Abstract

With the advent of the Internet-of-Things (IoT) technologies, millions of low-resource devices are constantly used at the network’s edge. As a result, the large amount of private and sensitive data generated by these devices must be securely transported, stored, and processed, posing a challenge because these resource-constrained IoT devices cannot meet the criteria of conventional encryption ciphers. Due to this limitation on IoT-enabled devices, lightweight cryptography has emerged as a new area of study. Lightweight block ciphers, a subfield of lightweight cryptography, include the substitution–permutation network (SPN) and Feistel-based networks. Feistel networks are further divided into two types: classical Feistel networks and generalized Feistel networks (GFN). While classical Feistel ciphers divide a message into two sub-blocks, GFN divides a message into k sub-blocks for some k > 2 called the partition number. One popular form of GFN is the so-called Type-II. Unfortunately, this type of Feistel structure needs a large number of rounds to obtain a full diffusion property. A full diffusion means all output sub-blocks are affected by all input sub-blocks.
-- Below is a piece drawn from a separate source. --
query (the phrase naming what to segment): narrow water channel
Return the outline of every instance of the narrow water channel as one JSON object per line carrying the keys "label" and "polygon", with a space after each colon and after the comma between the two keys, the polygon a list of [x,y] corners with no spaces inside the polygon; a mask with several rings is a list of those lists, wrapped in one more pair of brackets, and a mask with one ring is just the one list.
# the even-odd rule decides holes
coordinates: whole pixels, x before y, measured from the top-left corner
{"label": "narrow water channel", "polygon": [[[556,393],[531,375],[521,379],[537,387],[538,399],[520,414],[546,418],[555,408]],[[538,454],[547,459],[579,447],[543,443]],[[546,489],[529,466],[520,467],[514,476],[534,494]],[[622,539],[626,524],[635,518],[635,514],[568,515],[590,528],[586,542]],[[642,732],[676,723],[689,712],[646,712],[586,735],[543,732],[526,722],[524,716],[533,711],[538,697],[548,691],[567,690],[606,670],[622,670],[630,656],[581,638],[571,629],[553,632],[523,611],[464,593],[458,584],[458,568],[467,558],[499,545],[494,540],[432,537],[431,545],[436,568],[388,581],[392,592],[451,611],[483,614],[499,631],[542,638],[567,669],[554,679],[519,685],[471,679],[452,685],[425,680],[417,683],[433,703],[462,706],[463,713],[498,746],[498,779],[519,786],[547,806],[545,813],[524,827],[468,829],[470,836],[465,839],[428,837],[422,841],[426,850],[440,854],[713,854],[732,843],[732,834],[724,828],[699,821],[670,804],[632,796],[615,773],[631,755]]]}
Therefore, this paper proposed a new lightweight block cipher by modifying the GFN structure, focusing on providing optimal security to the cipher with a small number of rounds. The algorithm was subjected to a series of statistical and cryptographic randomization analyses in order to investigate the avalanche effect on the ciphertext and the algorithm’s random properties, such as confusion, diffusion, and independence. The avalanche criterion and output randomness results show that this algorithm meets the fundamental security requirement for a lightweight block cipher.